L’envie, avant les savoirs

  • lundi, 03 avril 2017 15:57

Le Laboratoire d’innovation managériale mène une réflexion sur la place que le management de l’entreprise doit donner au critère « envie » dans ses choix de recrutement, d’affectation, de formation et de promotion des talents. Cette réflexion est conduite par Michel Authier - mathématicien, philosophe, sociologue, inventeur des arbres de connaissances - et Gilles Charpenel, auteur de l’ouvrage Le plaisir, nouvel enjeu du management, qui cosignent ce billet expliquant le choix de cette thématique.

Jusqu’au milieu du vingtième siècle, l’environnement du travail a évolué très lentement. Plusieurs générations qui se succédaient connaissaient le même contexte, les mêmes problématiques et à peu près les mêmes solutions aux difficultés rencontrées. Les savoirs acquis par la formation initiale et dans les premières années d’activité professionnelle amenaient à maîtriser son métier, puis, selon le niveau de motivation, à le perfectionner de façon marginale pendant le reste de sa carrière. L’entreprise devait, pour prospérer, réunir des personnes disposant d’un bon niveau d’expertise, sachant utiliser toutes les informations qu’elles avaient mémorisées au cours de la construction de leurs compétences par l’école, l’université et par l’entreprise.

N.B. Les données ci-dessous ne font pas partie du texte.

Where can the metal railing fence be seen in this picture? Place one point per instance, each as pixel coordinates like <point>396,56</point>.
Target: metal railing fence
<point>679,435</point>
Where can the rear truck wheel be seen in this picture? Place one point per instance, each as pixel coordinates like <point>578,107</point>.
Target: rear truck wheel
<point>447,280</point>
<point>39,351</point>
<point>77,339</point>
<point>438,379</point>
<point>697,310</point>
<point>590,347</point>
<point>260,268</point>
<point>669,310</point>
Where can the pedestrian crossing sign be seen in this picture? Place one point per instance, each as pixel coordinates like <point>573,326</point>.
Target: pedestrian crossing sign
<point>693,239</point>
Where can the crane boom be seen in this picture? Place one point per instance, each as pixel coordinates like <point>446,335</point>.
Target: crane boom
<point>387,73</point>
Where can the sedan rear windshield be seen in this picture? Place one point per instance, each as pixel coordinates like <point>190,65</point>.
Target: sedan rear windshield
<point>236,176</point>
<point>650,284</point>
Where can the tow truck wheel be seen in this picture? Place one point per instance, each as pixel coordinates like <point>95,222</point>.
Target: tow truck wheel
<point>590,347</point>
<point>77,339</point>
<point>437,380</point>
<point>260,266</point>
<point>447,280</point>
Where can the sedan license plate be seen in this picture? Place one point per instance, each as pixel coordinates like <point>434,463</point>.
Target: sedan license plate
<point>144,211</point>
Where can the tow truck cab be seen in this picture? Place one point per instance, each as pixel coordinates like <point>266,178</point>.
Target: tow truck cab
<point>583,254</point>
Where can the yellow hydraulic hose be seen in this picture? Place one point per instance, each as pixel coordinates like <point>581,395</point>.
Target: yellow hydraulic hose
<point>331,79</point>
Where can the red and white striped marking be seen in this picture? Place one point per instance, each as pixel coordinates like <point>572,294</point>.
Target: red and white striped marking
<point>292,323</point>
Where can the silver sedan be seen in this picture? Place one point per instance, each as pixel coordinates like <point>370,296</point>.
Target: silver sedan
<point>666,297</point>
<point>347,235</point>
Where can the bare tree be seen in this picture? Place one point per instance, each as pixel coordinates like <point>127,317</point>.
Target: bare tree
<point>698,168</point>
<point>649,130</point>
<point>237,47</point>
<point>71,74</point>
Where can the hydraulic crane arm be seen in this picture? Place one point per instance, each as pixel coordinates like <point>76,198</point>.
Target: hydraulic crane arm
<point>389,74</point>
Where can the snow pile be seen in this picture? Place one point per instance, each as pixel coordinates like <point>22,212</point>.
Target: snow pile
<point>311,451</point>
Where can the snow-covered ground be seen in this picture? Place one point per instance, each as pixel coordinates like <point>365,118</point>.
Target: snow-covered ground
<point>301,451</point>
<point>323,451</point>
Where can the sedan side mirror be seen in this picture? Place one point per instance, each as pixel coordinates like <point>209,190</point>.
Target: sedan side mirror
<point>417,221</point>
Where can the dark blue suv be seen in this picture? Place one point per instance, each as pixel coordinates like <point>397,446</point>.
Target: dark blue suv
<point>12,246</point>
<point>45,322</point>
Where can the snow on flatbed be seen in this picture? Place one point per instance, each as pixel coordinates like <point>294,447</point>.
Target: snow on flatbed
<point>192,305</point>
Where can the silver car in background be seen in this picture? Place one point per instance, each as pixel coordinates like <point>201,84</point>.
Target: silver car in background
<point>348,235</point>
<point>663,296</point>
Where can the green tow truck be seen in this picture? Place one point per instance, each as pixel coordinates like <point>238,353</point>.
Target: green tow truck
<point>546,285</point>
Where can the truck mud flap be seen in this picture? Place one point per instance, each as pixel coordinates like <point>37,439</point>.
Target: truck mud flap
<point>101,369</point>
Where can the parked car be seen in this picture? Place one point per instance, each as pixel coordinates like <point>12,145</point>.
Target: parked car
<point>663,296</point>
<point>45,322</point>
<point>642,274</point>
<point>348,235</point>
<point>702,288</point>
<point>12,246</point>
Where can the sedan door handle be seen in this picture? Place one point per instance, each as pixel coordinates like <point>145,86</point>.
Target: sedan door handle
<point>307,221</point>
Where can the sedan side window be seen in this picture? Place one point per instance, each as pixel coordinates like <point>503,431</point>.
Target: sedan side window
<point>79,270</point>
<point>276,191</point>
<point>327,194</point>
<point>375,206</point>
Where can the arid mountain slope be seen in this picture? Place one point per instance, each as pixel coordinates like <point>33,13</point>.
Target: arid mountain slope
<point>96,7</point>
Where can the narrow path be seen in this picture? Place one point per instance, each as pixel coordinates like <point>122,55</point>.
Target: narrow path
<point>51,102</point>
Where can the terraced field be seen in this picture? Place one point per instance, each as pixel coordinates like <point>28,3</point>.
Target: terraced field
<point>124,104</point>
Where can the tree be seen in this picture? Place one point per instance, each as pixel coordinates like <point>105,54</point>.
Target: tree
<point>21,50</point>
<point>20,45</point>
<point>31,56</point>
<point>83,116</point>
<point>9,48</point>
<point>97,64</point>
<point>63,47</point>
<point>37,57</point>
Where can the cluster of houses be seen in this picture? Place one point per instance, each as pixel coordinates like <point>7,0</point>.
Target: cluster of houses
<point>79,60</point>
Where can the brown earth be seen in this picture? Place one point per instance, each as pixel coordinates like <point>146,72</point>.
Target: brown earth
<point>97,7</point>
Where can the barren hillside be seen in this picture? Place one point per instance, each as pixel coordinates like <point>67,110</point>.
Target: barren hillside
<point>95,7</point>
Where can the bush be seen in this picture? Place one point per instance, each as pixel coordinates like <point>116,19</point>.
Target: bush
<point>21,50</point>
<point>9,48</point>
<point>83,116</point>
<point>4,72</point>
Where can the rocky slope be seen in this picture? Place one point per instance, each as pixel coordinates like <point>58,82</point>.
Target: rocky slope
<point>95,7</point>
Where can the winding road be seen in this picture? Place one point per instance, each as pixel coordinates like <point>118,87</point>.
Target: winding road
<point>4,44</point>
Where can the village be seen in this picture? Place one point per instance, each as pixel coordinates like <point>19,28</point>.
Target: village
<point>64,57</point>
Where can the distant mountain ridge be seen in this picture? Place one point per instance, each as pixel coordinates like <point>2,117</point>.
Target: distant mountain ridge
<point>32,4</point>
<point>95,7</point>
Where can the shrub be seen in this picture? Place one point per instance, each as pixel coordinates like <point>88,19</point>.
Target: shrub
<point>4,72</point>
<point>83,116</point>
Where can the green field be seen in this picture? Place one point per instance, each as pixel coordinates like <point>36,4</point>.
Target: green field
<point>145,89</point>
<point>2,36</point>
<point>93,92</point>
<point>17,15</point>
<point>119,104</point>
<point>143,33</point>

A l’approche de notre siècle, le rythme des transformations de l’environnement du travail n’a cessé de s’accélérer ; à tel point que dans le temps nécessaire pour amener une génération à un bon niveau de professionnalisme, la plupart des repères changent : l’entreprise, les techniques, le marché, la culture des salariés sont fortement modifiés, voire bouleversés.

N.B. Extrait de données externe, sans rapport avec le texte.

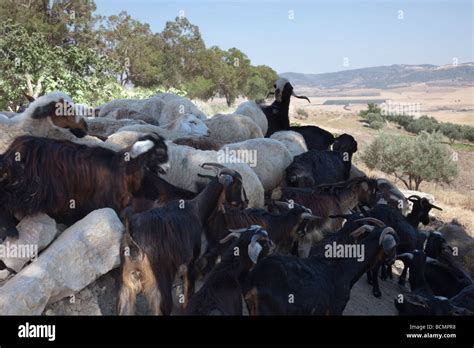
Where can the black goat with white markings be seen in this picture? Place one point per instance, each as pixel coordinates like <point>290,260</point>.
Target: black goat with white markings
<point>221,294</point>
<point>286,285</point>
<point>317,167</point>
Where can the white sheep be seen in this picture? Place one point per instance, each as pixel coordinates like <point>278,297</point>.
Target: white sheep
<point>53,115</point>
<point>268,158</point>
<point>177,107</point>
<point>185,164</point>
<point>233,128</point>
<point>254,111</point>
<point>293,141</point>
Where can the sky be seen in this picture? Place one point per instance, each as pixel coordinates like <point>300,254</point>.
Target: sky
<point>318,36</point>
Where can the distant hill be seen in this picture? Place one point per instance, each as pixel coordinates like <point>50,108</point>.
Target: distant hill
<point>387,76</point>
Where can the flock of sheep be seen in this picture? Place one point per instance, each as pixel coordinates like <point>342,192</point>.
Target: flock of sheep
<point>262,212</point>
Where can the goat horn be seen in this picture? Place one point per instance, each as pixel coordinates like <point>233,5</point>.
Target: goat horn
<point>310,216</point>
<point>408,255</point>
<point>233,234</point>
<point>300,96</point>
<point>435,207</point>
<point>375,221</point>
<point>387,230</point>
<point>361,230</point>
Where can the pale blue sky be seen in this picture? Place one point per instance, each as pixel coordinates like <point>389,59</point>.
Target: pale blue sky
<point>323,32</point>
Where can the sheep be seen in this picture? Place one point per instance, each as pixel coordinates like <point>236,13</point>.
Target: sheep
<point>457,237</point>
<point>252,109</point>
<point>317,167</point>
<point>233,128</point>
<point>268,158</point>
<point>62,179</point>
<point>200,143</point>
<point>162,241</point>
<point>327,201</point>
<point>47,116</point>
<point>221,294</point>
<point>287,285</point>
<point>185,164</point>
<point>293,141</point>
<point>151,107</point>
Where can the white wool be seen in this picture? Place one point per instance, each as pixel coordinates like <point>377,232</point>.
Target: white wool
<point>280,83</point>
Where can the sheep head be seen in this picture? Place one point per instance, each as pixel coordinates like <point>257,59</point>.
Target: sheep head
<point>61,112</point>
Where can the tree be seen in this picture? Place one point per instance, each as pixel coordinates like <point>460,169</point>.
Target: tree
<point>412,159</point>
<point>30,64</point>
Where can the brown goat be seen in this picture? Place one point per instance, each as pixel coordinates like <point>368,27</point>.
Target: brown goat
<point>67,180</point>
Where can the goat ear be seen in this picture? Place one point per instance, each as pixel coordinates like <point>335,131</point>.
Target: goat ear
<point>44,111</point>
<point>254,249</point>
<point>140,147</point>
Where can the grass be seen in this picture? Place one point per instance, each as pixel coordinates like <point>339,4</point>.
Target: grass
<point>463,147</point>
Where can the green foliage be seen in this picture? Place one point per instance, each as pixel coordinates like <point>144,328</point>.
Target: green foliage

Les innovations et les crises, loin d’être toutes prévisibles, rendent de plus en plus vains les exercices de prévision et de planification. Or, si l’intelligence artificielle peut être mise en œuvre pour apporter des solutions aux problèmes prévus, seul l’humain à la capacité de traiter ces problématiques inconnues qui font irruption successivement de façon inattendue. Comme celles-ci sont souvent complexes, elles nécessitent des contributions humaines multiples et complémentaires, réunissant mise en œuvre de savoirs (acquis par la formation initiale et continue) et réelle capacité d’opérer et coopérer efficacement.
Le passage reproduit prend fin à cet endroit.